Karin, detrás de él, intentaba conmoverle.
– Te pido perdón por mi error y creer, aunque sólo fuera unos segundos, que te habías peleado con Hellgum. Si lo piensas, no es de extrañar que lo creyera.
– Ya, no te extrañó en absoluto que tu hermano fuera un asesino -replicó Ingmar sin mirarla.
Y siguió caminando sin pausa. Cada brizna de hierba que se enderezaba tras sus pisadas dejaba caer una gota de sangre.
Que Ingmar nombrara tanto a Hellgum hizo comprender a Karin cuánto odio le profesaba su hermano, al tiempo que comprendía la grandeza de lo que acababa de hacer.
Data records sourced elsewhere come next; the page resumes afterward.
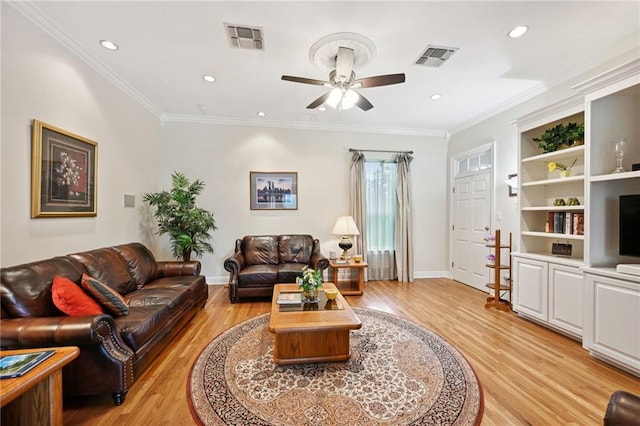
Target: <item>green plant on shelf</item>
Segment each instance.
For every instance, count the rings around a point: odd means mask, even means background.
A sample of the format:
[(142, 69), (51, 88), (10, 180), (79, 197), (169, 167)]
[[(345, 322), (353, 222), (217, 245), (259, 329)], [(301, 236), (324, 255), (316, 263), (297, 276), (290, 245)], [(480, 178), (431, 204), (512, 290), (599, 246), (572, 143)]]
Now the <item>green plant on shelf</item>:
[(583, 140), (583, 123), (560, 123), (546, 129), (539, 137), (533, 138), (533, 141), (538, 143), (538, 148), (544, 153), (582, 145)]

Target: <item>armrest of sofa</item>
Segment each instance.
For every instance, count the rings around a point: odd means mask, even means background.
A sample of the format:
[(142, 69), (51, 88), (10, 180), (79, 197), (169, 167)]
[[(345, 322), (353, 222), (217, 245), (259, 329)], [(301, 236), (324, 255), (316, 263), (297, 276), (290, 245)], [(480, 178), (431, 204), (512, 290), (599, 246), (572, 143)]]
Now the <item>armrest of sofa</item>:
[(176, 260), (156, 262), (158, 267), (158, 277), (177, 277), (182, 275), (200, 275), (202, 265), (198, 260), (180, 262)]
[(238, 273), (244, 268), (244, 256), (242, 253), (235, 253), (224, 261), (224, 269), (231, 273), (232, 277), (238, 277)]
[(309, 265), (311, 269), (325, 270), (329, 267), (329, 259), (325, 257), (320, 251), (320, 240), (313, 240), (313, 253), (311, 253), (311, 259), (309, 259)]
[(85, 346), (108, 342), (132, 353), (109, 315), (3, 318), (0, 347), (7, 349)]

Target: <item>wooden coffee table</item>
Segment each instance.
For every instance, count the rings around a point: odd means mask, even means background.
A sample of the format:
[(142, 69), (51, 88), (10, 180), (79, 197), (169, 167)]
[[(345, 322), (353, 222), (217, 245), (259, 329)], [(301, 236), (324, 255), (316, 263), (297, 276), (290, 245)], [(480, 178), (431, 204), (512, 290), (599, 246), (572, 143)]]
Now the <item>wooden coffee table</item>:
[[(323, 288), (335, 288), (323, 283)], [(351, 356), (349, 332), (362, 327), (360, 319), (338, 293), (343, 309), (282, 311), (280, 292), (295, 292), (297, 284), (276, 284), (273, 288), (269, 331), (275, 334), (273, 361), (276, 364), (346, 361)]]
[(62, 426), (62, 367), (73, 361), (80, 350), (75, 346), (3, 350), (2, 355), (54, 350), (22, 377), (0, 380), (1, 423), (7, 425)]

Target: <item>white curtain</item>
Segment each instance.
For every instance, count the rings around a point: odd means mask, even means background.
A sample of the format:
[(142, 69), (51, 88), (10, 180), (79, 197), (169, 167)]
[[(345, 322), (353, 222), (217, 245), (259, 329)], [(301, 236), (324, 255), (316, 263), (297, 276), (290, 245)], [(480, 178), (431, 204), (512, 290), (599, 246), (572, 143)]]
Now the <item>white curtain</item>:
[[(354, 152), (351, 157), (351, 169), (349, 174), (349, 182), (351, 186), (351, 197), (349, 197), (349, 214), (353, 218), (360, 235), (353, 237), (353, 252), (362, 254), (363, 260), (367, 262), (367, 233), (365, 232), (366, 217), (366, 201), (365, 201), (365, 172), (364, 172), (364, 154)], [(366, 274), (365, 274), (366, 278)]]
[(367, 273), (371, 280), (396, 279), (396, 163), (367, 161)]
[(413, 282), (413, 208), (411, 202), (411, 170), (413, 157), (398, 154), (397, 218), (396, 218), (396, 263), (398, 281)]

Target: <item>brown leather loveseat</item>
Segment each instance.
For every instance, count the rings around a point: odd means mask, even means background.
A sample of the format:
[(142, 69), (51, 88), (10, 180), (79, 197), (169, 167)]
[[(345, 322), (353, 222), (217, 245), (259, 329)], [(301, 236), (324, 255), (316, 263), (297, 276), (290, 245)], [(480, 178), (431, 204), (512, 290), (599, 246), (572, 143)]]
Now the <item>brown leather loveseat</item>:
[(324, 270), (329, 259), (311, 235), (249, 235), (236, 240), (234, 254), (225, 260), (229, 271), (229, 300), (271, 296), (278, 283), (294, 283), (302, 268)]
[[(54, 277), (80, 285), (83, 274), (117, 291), (128, 314), (67, 316), (58, 310)], [(64, 395), (110, 393), (119, 405), (204, 306), (208, 288), (199, 274), (200, 262), (158, 262), (139, 243), (2, 268), (0, 347), (77, 346), (80, 355), (62, 371)]]

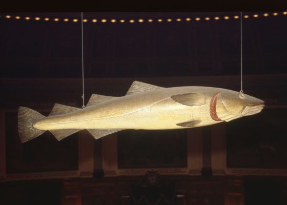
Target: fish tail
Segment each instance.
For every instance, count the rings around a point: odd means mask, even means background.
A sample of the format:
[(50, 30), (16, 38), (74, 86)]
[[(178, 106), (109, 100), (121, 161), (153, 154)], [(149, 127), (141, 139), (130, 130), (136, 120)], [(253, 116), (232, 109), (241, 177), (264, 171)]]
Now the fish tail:
[(30, 108), (20, 107), (18, 110), (18, 132), (22, 143), (26, 142), (40, 135), (46, 131), (40, 130), (33, 127), (33, 123), (37, 119), (46, 117)]

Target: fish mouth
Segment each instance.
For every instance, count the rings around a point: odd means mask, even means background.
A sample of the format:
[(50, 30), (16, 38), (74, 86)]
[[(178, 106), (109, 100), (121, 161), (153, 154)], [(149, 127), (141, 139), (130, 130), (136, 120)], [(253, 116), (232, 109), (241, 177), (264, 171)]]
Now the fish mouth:
[(264, 108), (264, 104), (260, 104), (255, 106), (247, 106), (242, 111), (242, 115), (251, 115), (259, 113)]

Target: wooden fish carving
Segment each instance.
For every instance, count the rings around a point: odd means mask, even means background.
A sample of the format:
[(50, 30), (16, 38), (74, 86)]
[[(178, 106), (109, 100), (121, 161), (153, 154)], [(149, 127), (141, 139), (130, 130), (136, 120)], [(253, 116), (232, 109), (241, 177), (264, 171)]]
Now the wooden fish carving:
[(20, 107), (18, 130), (25, 142), (49, 130), (60, 140), (87, 129), (95, 139), (126, 129), (194, 128), (260, 112), (264, 101), (238, 92), (207, 87), (162, 88), (137, 81), (126, 95), (93, 94), (80, 109), (55, 104), (48, 117)]

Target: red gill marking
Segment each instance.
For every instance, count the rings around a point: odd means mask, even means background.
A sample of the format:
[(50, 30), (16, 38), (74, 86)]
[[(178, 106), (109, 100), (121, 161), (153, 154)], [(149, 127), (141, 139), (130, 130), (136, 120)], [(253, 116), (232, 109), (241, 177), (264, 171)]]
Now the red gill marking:
[(221, 119), (218, 117), (216, 113), (216, 103), (217, 102), (217, 98), (219, 96), (220, 93), (217, 93), (211, 99), (210, 101), (210, 107), (209, 107), (209, 111), (210, 112), (210, 116), (211, 118), (215, 121), (222, 121)]

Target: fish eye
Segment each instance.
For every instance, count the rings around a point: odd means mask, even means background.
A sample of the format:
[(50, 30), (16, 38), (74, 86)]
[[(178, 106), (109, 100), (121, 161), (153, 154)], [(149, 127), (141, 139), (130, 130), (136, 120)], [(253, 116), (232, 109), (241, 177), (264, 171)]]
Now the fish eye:
[(239, 97), (239, 98), (240, 99), (245, 99), (245, 95), (244, 95), (244, 94), (243, 93), (239, 93), (238, 94), (238, 96)]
– Lo que has hecho hoy te dará fama y gloria, Ingmar -le dijo-. No querrás renunciar a tan buena reputación muriéndote ahora, ¿verdad?
Karin lo oyó mofarse mientras seguía andando. Por fin, él volvió su rostro pálido y demacrado hacia ella.
– ¿Por qué no te vas a casa, Karin? Sé muy bien a quién preferirías ayudar.
Su marcha se hizo más tambaleante y ahora el reguero de sangre que dejaba a su paso trazaba una línea continua sobre el terreno.
Toda esa sangre sacó a Karin de quicio. La verdad es que el gran amor que siempre había sentido por Ingmar, alimentado ahora por aquel rastro de sangre, empezó a palpitar con fuerza renovada. Además, se sentía muy orgullosa de él por haber demostrado que era una rama sana del noble árbol de la familia.
– Ingmar -dijo-, no creo que halles clemencia ni ante Dios ni ante los hombres si despilfarras tu vida de esta manera. Y quiero que sepas que si puedo hacer algo para que recuperes las ganas de vivir, no tienes más que decirlo.
Él se paró, agarrándose al tronco de un árbol para sostenerse. Karin oyó una risa desconfiada antes de que él le contestara:
– ¿Pues por qué no mandas a Hellgum de vuelta a América?
Karin se quedó absorta contemplando el charco de sangre que se estaba formando alrededor del pie izquierdo de su hermano. Intentaba recapacitar y comprender exactamente qué era lo que él le pedía. Por lo visto, que abandonara el hermoso jardín del Edén donde había habitado todo el invierno, y regresara al vicioso y mísero valle de lágrimas del cual había conseguido escapar.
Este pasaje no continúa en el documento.